Bhattacharyya et al20 have reported the level of anti-Toxoplasma IgG to be inversely correlated with CD4+ levels, which was not seen in the present study. Deroiun et al7 showed that incidence of TE was significantly higher in patients with IgG titres ≥150 IU/ml than in patients with titres <150 IU/ml (with a relative risk, 3.1) when the CD4 counts fall below 200 cells/μl. Hellerbrand et al21 also noted that high titres of Toxoplasma IgG were observed several months prior to the first clinical and radiological signs of TE. In the present study, 11 of 48 (22.9%) patients who had CD4 <200 cells/μl were found to have Toxoplasma IgG levels ≥150 IU/ml.

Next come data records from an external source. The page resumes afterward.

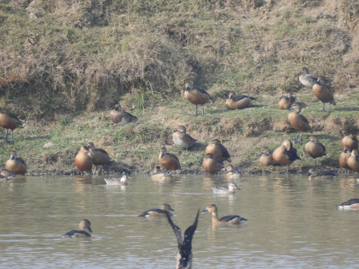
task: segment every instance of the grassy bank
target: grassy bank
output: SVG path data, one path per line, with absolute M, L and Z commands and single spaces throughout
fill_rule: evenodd
M 262 146 L 274 149 L 294 135 L 288 112 L 276 107 L 290 89 L 327 147 L 318 162 L 337 169 L 340 138 L 359 128 L 358 15 L 354 0 L 2 1 L 0 106 L 25 128 L 15 130 L 14 146 L 0 148 L 1 163 L 15 147 L 31 173 L 77 173 L 74 158 L 87 139 L 109 153 L 112 172 L 148 171 L 163 145 L 177 150 L 172 131 L 183 125 L 199 139 L 176 153 L 185 169 L 202 171 L 216 138 L 242 170 L 281 171 L 257 160 Z M 333 113 L 319 112 L 303 93 L 294 74 L 303 66 L 333 79 Z M 188 80 L 216 99 L 203 117 L 187 115 L 194 109 L 181 95 Z M 231 90 L 258 98 L 228 111 Z M 108 117 L 118 101 L 139 119 L 119 130 Z M 292 171 L 305 170 L 312 161 L 296 146 L 303 160 Z

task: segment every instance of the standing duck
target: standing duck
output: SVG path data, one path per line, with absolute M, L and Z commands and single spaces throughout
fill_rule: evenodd
M 98 165 L 102 166 L 102 173 L 105 174 L 105 166 L 108 163 L 111 158 L 108 156 L 108 154 L 102 148 L 97 148 L 95 147 L 95 145 L 92 142 L 89 142 L 87 146 L 89 150 L 88 156 L 91 158 L 92 162 L 95 166 L 95 171 L 93 174 L 96 175 L 96 171 L 97 170 Z
M 356 136 L 354 133 L 351 133 L 348 136 L 346 136 L 341 140 L 341 145 L 344 148 L 345 146 L 348 145 L 350 148 L 351 151 L 354 149 L 358 150 L 359 147 L 359 142 L 356 139 Z
M 24 175 L 27 171 L 27 168 L 24 160 L 18 157 L 16 150 L 11 152 L 10 159 L 5 163 L 6 169 L 14 175 Z
M 192 268 L 192 238 L 197 227 L 198 216 L 200 211 L 197 212 L 193 224 L 187 228 L 185 232 L 185 237 L 182 239 L 181 229 L 173 223 L 168 212 L 166 212 L 166 216 L 172 229 L 177 237 L 178 242 L 178 252 L 177 254 L 177 263 L 176 269 L 191 269 Z
M 316 160 L 317 158 L 325 156 L 325 147 L 321 143 L 319 143 L 318 137 L 314 134 L 309 137 L 307 141 L 305 147 L 307 154 L 314 159 L 314 167 L 317 167 Z
M 282 96 L 279 98 L 278 106 L 280 109 L 288 110 L 292 107 L 293 103 L 296 102 L 297 99 L 292 95 L 292 92 L 288 90 L 283 92 Z
M 202 166 L 205 171 L 211 174 L 214 174 L 224 167 L 221 160 L 210 153 L 206 154 L 203 158 Z
M 334 101 L 334 96 L 329 87 L 325 85 L 324 82 L 324 78 L 321 76 L 318 77 L 318 80 L 314 84 L 312 88 L 313 93 L 317 98 L 317 99 L 323 103 L 323 108 L 322 111 L 324 111 L 324 105 L 325 103 L 329 104 L 329 110 L 328 112 L 331 112 L 330 104 L 335 105 L 336 104 Z
M 4 137 L 0 138 L 0 139 L 5 139 L 8 144 L 14 145 L 13 138 L 14 137 L 14 130 L 16 128 L 23 128 L 22 123 L 16 117 L 16 115 L 12 113 L 3 112 L 0 107 L 0 126 L 6 129 L 6 132 Z M 8 133 L 9 129 L 11 130 L 11 139 L 8 141 Z
M 195 86 L 193 82 L 191 81 L 186 82 L 185 98 L 196 105 L 195 116 L 198 115 L 197 114 L 197 105 L 202 105 L 202 114 L 203 115 L 204 115 L 204 104 L 208 103 L 212 103 L 214 101 L 208 93 L 202 88 Z
M 180 147 L 186 148 L 186 151 L 188 148 L 193 146 L 197 141 L 197 139 L 195 139 L 188 133 L 186 133 L 186 131 L 185 126 L 180 125 L 173 131 L 172 135 L 173 143 Z
M 348 165 L 356 173 L 359 172 L 359 153 L 356 150 L 351 151 L 350 156 L 348 159 Z
M 273 159 L 273 152 L 268 147 L 262 147 L 259 154 L 259 163 L 262 165 L 276 165 L 278 164 Z
M 273 159 L 280 164 L 288 165 L 288 174 L 289 166 L 296 160 L 300 160 L 297 154 L 297 150 L 293 147 L 293 145 L 289 140 L 284 140 L 281 145 L 273 153 Z
M 166 171 L 181 170 L 181 164 L 178 158 L 174 154 L 167 153 L 167 150 L 164 147 L 161 148 L 160 150 L 158 161 L 163 166 L 164 170 Z
M 294 103 L 292 105 L 292 107 L 289 110 L 292 109 L 294 109 L 294 111 L 288 114 L 288 119 L 292 127 L 298 131 L 298 133 L 295 137 L 291 138 L 290 140 L 294 141 L 294 143 L 301 144 L 302 141 L 300 140 L 303 133 L 308 132 L 313 133 L 313 132 L 312 132 L 312 129 L 309 126 L 308 120 L 304 116 L 299 114 L 302 110 L 300 105 L 298 103 Z
M 232 162 L 230 156 L 227 149 L 218 139 L 214 139 L 209 142 L 208 145 L 206 147 L 206 153 L 213 154 L 222 161 L 227 161 L 229 162 Z
M 92 160 L 90 157 L 92 154 L 90 152 L 90 149 L 87 145 L 82 146 L 75 157 L 75 164 L 81 174 L 86 172 L 91 174 L 92 171 Z
M 137 117 L 136 116 L 128 112 L 122 111 L 121 108 L 121 105 L 117 103 L 115 105 L 115 108 L 110 112 L 110 118 L 114 123 L 118 126 L 118 128 L 137 120 Z
M 247 95 L 237 95 L 236 92 L 229 92 L 229 98 L 225 102 L 225 106 L 229 109 L 241 109 L 251 107 L 256 97 Z
M 348 160 L 351 155 L 350 148 L 348 145 L 346 145 L 343 149 L 343 151 L 339 156 L 339 164 L 340 166 L 348 170 L 347 173 L 348 174 L 350 170 L 350 167 L 348 165 Z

The present study had several limitations. This being a cross-sectional study, the patients were not followed up for the development of TE and there was no control group. Only 13.3 per cent patients could give a history of exposure to risk factors. Since the cases were not followed up, further questioning of exposure to risk factors could not be done which otherwise would have added value to the study. Further, the positive cases could not be confirmed by other tests such as enzyme-linked fluorescence assay or immunofluorescence assay.

In India, ART is started as soon as the patient is diagnosed with HIV/AIDS, and trimethoprim-sulphamethoxazole (TMP-SMX) is given as a prophylaxis for Pneumocystis jiroveci pneumonia when CD4 counts are less than 200 cells/μl22. TMP-SMX has been shown to offer some benefit against toxoplasmosis also, but it may not be protective in all cases22. Furthermore, often opportunistic disease is the first manifestation of HIV infection5. Such patients will be ART-naïve and will not be receiving TMP-SMX prophylaxis. Therefore, in the absence of any specific vaccine or prophylaxis for toxoplasmosis, it is pertinent to screen all HIV-positive patients for Toxoplasma IgG at diagnosis, irrespective of their CD4 status to prevent either acquisition or activation of infection, to limit the development of TE.